A diferencia del periodo del Boom, en que se constituyó un grupo pequeño de autores que tomaron una patente posición ética con la que se enfrentaron a una sociedad y un medio cultural todavía recelosos, recientemente han surgido autores también comprometidos que además están ampliando los horizontes tanto formales como temáticos. Por ejemplo Luis Panini, que con El uranista (2014) logra el detallado retrato de un hombre gay de la tercera edad, un pederasta que ya había sido condenado legalmente pero se abandona a la reincidencia, incapaz de ser indiferente todavía al deseo.

En el 2017 presenciamos una constatación de la ruta de la autoficción, con la novela

La estatua de azúcar de Fidel García Reyes (por supuesto con una clara referencia a la autobiografía inconclusa de Salvador Novo), y con otras dos obras que iniciaron una necesaria y cíclica revisión de épocas pasadas: Hubo una vez… antes del sida de Pablo Leder, conjunto de relatos testimoniales que se ubican alrededor de un lúbrico ambiente gay en los 60 y 70 del siglo XX. Y La cara del destino de Gonzalo Valdez Medellín, que recupera la experiencia vital de un joven que en mitad de los 80 se divide entre el movimiento activista, y sus primicias como escritor y amante.

Las últimas cuatro obras que me interesa mencionar, las más recientes, representan de manera perfecta la diversa situación actual de la narrativa gay.

Las novelas Hacia las luces del norte (2018) de Ángel Valenzuela (n. 1979), y Todos mis padres (2019) de Fernando Yacamán (n. 1985) comparten varias características, por ejemplo que ambas abordan fantasías que en el terreno del imaginario gay adquieren tal vez mucha más fuerza, sobre el encuentro sexual con dos entidades de dimensiones legendarias: la imagen erotizada del «mejor amigo» por un lado, y de la figura paterna por el otro.
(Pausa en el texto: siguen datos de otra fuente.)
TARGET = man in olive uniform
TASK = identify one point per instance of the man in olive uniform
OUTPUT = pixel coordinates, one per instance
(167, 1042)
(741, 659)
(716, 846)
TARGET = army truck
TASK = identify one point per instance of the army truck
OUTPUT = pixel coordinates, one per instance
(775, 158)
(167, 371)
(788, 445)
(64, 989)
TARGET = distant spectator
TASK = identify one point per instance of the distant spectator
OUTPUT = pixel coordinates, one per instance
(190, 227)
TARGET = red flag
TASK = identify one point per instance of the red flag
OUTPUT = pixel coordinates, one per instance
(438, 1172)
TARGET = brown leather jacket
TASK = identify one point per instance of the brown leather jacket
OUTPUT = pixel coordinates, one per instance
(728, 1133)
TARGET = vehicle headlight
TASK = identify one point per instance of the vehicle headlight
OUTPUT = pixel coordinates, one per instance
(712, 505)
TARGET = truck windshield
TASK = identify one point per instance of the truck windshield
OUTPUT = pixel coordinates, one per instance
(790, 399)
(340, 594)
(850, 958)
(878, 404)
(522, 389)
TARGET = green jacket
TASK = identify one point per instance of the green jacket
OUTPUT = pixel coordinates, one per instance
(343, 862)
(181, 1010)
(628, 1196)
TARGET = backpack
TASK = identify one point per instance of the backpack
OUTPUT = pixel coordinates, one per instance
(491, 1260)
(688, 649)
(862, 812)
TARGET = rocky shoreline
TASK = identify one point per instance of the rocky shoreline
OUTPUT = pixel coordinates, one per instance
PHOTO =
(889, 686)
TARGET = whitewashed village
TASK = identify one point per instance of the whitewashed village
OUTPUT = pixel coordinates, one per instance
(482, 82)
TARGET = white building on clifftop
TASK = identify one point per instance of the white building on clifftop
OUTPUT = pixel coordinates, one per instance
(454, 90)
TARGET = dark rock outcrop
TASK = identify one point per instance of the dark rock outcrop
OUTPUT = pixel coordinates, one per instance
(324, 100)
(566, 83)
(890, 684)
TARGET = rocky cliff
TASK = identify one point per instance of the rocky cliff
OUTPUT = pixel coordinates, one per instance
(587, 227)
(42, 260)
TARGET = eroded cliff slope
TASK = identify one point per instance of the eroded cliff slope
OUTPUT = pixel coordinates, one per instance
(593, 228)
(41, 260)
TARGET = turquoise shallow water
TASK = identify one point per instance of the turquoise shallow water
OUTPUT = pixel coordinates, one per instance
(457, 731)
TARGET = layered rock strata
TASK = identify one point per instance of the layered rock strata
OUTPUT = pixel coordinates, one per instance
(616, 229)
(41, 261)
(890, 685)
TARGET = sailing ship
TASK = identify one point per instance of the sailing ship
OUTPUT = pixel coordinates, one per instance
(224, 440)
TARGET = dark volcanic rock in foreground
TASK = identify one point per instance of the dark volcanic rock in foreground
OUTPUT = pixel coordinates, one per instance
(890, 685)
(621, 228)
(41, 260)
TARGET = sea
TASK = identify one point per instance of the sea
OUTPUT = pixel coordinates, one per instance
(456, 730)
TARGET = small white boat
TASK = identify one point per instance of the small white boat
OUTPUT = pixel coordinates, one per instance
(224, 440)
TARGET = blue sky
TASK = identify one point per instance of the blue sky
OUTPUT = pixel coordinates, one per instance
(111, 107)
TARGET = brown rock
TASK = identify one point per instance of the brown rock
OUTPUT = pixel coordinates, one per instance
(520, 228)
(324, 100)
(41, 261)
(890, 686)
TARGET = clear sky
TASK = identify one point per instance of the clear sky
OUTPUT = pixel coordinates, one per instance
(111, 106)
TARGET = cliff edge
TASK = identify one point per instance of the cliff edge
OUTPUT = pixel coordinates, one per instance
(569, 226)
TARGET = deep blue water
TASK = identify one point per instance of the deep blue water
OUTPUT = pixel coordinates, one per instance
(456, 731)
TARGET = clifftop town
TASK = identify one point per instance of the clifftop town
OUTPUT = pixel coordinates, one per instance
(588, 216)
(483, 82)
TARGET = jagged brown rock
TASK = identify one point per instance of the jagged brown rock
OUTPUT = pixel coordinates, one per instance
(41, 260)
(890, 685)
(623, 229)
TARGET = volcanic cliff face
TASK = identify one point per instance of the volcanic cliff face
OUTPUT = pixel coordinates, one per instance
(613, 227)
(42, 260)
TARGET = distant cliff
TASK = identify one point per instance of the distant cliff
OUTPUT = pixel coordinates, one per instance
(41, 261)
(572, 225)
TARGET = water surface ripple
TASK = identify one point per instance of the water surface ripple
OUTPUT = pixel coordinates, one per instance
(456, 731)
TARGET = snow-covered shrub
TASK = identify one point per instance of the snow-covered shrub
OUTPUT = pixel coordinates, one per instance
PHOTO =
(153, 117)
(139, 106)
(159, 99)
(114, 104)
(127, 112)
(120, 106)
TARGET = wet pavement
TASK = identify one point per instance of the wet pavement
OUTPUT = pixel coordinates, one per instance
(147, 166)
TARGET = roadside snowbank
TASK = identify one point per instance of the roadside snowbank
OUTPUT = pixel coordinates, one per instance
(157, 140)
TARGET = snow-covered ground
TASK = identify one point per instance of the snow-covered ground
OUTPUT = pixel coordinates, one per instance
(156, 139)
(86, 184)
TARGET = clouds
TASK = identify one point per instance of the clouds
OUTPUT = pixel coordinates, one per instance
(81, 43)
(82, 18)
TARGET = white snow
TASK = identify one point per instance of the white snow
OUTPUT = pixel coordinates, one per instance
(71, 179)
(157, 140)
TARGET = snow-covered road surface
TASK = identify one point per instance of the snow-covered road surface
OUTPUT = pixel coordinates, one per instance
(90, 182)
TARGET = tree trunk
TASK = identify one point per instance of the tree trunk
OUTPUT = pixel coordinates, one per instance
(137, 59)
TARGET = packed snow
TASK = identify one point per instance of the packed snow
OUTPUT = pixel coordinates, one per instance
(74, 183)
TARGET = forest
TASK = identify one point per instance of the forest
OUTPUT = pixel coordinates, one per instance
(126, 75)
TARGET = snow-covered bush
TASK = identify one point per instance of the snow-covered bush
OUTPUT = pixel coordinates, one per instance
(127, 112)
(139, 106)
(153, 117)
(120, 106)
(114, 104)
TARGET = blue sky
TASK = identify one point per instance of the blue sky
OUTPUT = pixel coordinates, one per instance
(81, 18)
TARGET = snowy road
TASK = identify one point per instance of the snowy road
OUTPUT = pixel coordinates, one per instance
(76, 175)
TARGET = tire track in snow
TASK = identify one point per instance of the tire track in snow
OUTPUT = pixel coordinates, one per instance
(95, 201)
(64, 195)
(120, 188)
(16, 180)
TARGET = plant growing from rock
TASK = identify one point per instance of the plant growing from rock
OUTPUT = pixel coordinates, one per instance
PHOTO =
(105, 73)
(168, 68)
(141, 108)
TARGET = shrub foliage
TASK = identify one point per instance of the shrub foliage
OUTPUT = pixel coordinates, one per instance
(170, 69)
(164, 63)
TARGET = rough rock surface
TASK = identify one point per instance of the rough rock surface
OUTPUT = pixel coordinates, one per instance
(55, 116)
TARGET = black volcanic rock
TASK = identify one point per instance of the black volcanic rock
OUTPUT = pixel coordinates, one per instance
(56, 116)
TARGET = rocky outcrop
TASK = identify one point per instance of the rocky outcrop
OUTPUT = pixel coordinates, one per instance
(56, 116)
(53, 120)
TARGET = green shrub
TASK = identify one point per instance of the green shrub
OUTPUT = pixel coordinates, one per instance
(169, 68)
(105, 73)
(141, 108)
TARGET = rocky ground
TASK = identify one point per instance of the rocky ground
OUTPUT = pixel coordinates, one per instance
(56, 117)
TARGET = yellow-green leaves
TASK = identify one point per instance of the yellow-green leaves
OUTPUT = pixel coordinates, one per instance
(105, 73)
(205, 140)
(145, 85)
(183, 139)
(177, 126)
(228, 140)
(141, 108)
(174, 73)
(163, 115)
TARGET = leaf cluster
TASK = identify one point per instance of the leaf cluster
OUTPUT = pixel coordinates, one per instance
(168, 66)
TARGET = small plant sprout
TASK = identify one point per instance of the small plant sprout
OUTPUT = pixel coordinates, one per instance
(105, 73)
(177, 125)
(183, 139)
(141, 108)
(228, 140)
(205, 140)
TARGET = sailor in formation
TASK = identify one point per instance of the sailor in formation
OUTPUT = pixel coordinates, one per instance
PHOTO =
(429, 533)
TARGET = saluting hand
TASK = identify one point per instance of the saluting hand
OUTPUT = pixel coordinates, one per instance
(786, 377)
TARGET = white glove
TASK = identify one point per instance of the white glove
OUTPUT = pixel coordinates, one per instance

Además, los periplos que tomaron ambas novelas para su publicación son similares. Valenzuela ganó un premio en una plataforma digital y tras una primera edición de circulación limitada, se publicó finalmente en España en la editorial Dos Bigotes, especializada en literaturas de la diversidad. Yacamán también ganó un concurso en España, y la novela tuvo su primera edición en Europa de manera casi simultánea en México. Ambos autores son los más jóvenes de esta revisión, y ambos han sido becarios del Fondo Nacional para la Cultura y las Artes, uno de los reconocimientos con más demanda entre los Miguel Cane volvió a publicar en 2019 la novela Todas las fiestas de mañana, donde varias personas mantienen cierta amistad a través de los encuentros en festejos, fiestas y reuniones, que sostienen realmente su vida social. La narración se estructura a la vez alrededor de un accidente automovilístico, y en la vida de Luciano, un joven tímido que ha postergado una y otra vez la consumación de su vida amorosa y sexual, hasta descubrirla por fin entre ese grupo de amigos. Y también en 2019, en La noche se me fue de las manos de Max Ehrsam, encontramos el típico flechazo entre un hombre mexicano y otro estadounidense, quienes tras una luminosa y perfecta luna de miel, se ven enmiscuidos en un romance gris que pierde el rumbo, principalmente porque la antigua vida laboral de uno de ellos regresa a desestabilizarlos por completo. Todo esto acompañado de varias viñetas, aparentemente aisladas de la anécdota central, sobre niños y adolescentes que aún no encuentran su lugar en un mundo hostil.

Nuevas dinámicas, actitudes, y acercamientos tanto formales como anecdóticos, revisten a la narrativa gay mexicana actual, un terreno fértil donde conviven obras consagradas con otras narrativas en proceso, de narradores aquí mencionados u otros más, a los que nuestrxs lectorxs pueden acudir para ampliar esta breve revisión: Luis Montaño, Arturo Arredondo, Sergio Téllez, Russel Manzo, Uriel Martínez, etc. Ya sea mediante las obras del Canon, de autores posteriores, y aun de los más recientes, la narrativa mexicana ofrece mundos diversos, poderosos y sólidos, que están contribuyendo sin duda a conformar la gran narrativa gay latinoamericana.